Limitation of the case study
The study incorporated single case study that disadvantages the results due to validity issues. It should have involved various studies for comparison since the study explicitly acknowledged the interpretative basis for the meanings, understanding and the reasons for the urban house market. The study was objective only if the question of how and where the data was gathered is spared. Moreover, the external reliability of the single study carried out is not effective on issues of validity and generalization since it cannot offer results beyond the obvious. For effective generalization, case study needs explicit research in order to deal with uncertainty degrees that accompany prediction.

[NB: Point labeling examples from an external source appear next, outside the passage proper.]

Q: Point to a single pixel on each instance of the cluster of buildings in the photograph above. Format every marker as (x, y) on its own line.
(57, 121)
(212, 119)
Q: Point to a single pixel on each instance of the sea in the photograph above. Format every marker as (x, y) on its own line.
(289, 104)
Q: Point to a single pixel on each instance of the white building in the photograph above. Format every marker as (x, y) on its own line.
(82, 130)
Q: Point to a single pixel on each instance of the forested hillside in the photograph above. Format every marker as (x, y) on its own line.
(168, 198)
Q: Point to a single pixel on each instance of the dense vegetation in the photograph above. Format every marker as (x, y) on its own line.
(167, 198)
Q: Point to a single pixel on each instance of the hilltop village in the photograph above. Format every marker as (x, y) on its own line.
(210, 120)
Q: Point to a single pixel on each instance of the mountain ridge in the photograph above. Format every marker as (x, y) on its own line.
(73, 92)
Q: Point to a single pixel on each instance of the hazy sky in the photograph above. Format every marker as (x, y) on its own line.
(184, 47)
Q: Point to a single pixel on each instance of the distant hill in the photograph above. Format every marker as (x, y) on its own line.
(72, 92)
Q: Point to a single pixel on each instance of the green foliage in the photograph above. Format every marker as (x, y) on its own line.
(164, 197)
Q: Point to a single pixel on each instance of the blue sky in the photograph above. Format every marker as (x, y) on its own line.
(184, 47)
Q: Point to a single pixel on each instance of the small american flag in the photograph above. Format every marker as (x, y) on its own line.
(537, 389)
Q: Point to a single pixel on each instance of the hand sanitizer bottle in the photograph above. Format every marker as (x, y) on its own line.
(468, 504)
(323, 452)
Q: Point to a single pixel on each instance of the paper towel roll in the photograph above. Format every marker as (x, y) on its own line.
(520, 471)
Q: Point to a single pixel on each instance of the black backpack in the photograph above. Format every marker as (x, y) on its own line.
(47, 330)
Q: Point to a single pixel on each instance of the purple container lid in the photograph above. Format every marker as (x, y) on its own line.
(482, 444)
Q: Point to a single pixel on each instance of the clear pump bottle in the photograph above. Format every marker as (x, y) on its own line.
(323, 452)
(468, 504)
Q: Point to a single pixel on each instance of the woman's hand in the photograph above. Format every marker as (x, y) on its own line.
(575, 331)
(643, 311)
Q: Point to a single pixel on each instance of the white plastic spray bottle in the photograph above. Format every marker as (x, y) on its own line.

Using case study it leads to access to large data for an easy and simple analysis which lead to difficulty in representing it in a simple way. Additionally, time-consuming and expensive when done on large scale and impossibility of generalising in the conventional sense. Indeed, the case study uses specific cases in studying the intended objective and thus cross-check of information is not applicable if not in the cases of study.
The future work on the study of the urban house market in Boston needs to accommodate various case studies for accuracy and effective generalization. Moreover narrowing the case of study is vital in order to achieve the proponents of the goal of the study. In this case, overcoming dichotomies that exist between generalizing, particularizing, quantitative and qualitative research should be guided by methodological choices rather than narrow and preconceived dogmatic approaches. Adherence to this will facilitate a study that reflects the real issues that exist in the house market in Boston and the effective strategies to be upheld in defining the policies to deal with the undersupply of the houses in the market.